母のホロスコープ
「お母さんのホロスコープを作りなさい」と、私の師に言われていました。
従いませんでした。
怖かったからです。ホロスコープにははっきりと出るはずだから、死期を眼前に見せ付けられてしまうのがどうしようもなく嫌だったからです。
母が、3回目の脳出血を起こした頃から、私のことでカードを捲れば、必ずどこかに母の死の暗示が出ていました。それもあって、余計に嫌だったのです。
ですが、それは、占者として私が通常とろうとしている姿勢ではありませんでした。
私は、「自分のことが占えなくてどうする」と思っていたはずです。
決して、傲慢な態度ではなく、カードは、ホロスコープ解読は、占的を客観視するためのツールだと考えているという意味です。
師は、母のホロスコープから、その死期を12月後半から1月中と読んでいました。でもそれは、太陽(=母自身)と木星(=幸運の星、拡大、完成・・タロットカードならⅩⅩⅠを顕します)のトリンという、よいアスペクト(惑星同士の角度)に拠るものだったのです。
カードは、どうしても感情が強く出てしまうので、私のひくカードは「悲しみ」のイメージばかり強調されていました。でも、言いつけに従ってホロスコープをかいていたなら、母の死が「大往生」であるのだ、と私がしていたのとは違う覚悟ができたはずです。
正直、母の死のダメージは私には大きくて、身体を壊しましたし、ぽっかりと空虚な心で過ごすことが続きました。
でも、母は苦しむことなく逝った。母は子供たちに、その家族に看取られた。

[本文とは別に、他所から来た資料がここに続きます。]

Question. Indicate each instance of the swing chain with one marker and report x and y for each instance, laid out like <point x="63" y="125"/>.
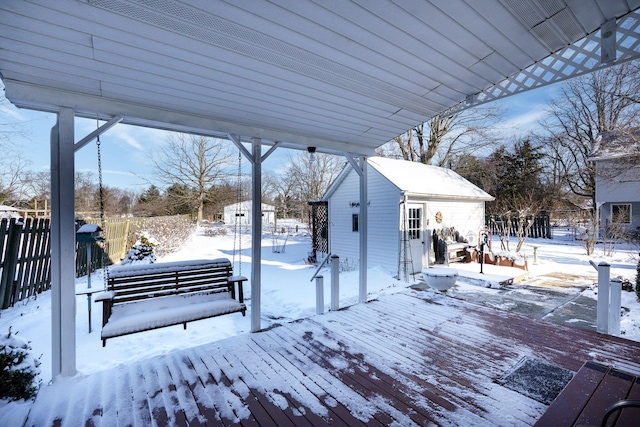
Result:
<point x="236" y="227"/>
<point x="105" y="258"/>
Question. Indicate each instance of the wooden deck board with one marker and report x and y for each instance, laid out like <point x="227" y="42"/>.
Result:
<point x="406" y="359"/>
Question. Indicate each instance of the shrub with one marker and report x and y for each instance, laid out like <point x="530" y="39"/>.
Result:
<point x="142" y="251"/>
<point x="169" y="232"/>
<point x="213" y="231"/>
<point x="18" y="369"/>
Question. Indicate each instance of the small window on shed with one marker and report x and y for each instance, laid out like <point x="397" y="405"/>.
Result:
<point x="621" y="214"/>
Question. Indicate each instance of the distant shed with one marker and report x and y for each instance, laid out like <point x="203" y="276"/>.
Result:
<point x="240" y="213"/>
<point x="407" y="201"/>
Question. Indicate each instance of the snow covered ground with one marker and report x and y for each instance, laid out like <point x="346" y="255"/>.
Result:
<point x="287" y="294"/>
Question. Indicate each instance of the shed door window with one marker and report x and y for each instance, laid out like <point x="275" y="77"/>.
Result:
<point x="621" y="214"/>
<point x="414" y="226"/>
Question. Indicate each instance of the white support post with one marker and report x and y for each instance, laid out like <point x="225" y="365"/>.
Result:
<point x="319" y="294"/>
<point x="335" y="282"/>
<point x="364" y="230"/>
<point x="615" y="303"/>
<point x="363" y="223"/>
<point x="256" y="234"/>
<point x="602" y="311"/>
<point x="63" y="299"/>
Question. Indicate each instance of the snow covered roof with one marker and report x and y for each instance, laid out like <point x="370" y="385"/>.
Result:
<point x="426" y="180"/>
<point x="246" y="205"/>
<point x="616" y="144"/>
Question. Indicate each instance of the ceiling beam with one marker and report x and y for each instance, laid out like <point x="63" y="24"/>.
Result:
<point x="36" y="97"/>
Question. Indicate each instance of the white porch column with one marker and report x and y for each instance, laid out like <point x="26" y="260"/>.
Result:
<point x="63" y="238"/>
<point x="364" y="224"/>
<point x="360" y="166"/>
<point x="256" y="233"/>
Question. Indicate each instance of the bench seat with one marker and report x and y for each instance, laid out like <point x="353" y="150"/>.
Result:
<point x="151" y="296"/>
<point x="156" y="313"/>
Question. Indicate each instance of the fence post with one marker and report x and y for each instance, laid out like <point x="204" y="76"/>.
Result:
<point x="335" y="282"/>
<point x="603" y="298"/>
<point x="319" y="294"/>
<point x="10" y="263"/>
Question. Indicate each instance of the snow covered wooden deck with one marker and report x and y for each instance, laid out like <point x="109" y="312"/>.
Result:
<point x="402" y="359"/>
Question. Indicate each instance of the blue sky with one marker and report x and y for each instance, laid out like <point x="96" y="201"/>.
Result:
<point x="126" y="149"/>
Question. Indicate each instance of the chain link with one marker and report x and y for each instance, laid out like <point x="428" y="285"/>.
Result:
<point x="105" y="258"/>
<point x="237" y="238"/>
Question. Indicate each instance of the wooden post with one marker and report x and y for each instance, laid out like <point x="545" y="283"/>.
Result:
<point x="335" y="282"/>
<point x="319" y="294"/>
<point x="603" y="298"/>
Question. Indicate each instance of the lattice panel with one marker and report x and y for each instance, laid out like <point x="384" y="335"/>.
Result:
<point x="575" y="60"/>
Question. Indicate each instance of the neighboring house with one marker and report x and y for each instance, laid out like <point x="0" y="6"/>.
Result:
<point x="240" y="213"/>
<point x="617" y="159"/>
<point x="406" y="202"/>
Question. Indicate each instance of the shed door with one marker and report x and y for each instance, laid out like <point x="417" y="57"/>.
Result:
<point x="415" y="235"/>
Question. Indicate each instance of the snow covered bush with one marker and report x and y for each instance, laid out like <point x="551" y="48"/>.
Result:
<point x="18" y="368"/>
<point x="143" y="251"/>
<point x="170" y="232"/>
<point x="213" y="231"/>
<point x="638" y="280"/>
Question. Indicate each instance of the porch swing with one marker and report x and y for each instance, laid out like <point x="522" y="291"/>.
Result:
<point x="143" y="297"/>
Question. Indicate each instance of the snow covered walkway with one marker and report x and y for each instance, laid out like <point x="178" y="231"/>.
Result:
<point x="410" y="358"/>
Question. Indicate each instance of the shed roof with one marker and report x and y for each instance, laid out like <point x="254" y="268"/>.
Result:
<point x="617" y="144"/>
<point x="418" y="179"/>
<point x="427" y="180"/>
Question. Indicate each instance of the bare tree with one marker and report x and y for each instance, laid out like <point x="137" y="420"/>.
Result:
<point x="39" y="189"/>
<point x="589" y="107"/>
<point x="194" y="162"/>
<point x="445" y="136"/>
<point x="307" y="180"/>
<point x="12" y="185"/>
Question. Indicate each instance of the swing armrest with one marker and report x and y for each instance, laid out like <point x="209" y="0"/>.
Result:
<point x="105" y="296"/>
<point x="232" y="281"/>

母は昏睡状態になる前には笑っていた。
私を主体とすれば、母の死は悲しみ、悔いが残り・・・という側面ばかりのように思っていましたが、母を主体とすれば、その人生はきっと幸せに完成されたものだったのかもしれません・・・太陽と木星のトリンなら、きっとそうです。
ならば、私の悲しみは、いつまでもそこに浸るのであれば、浸ってすべきことを放棄するのであれば、ただの自己憐憫に過ぎません。
母が亡くなって以後、やっと授業に行けたときに、私の姿勢が間違っていたことを思い知り、深く反省しています。いつまでもめそめそした私に、母は困っていたことでしょう。
四十九日も終わりました。
もうすぐ彼岸で、またこちらへ来てくれます。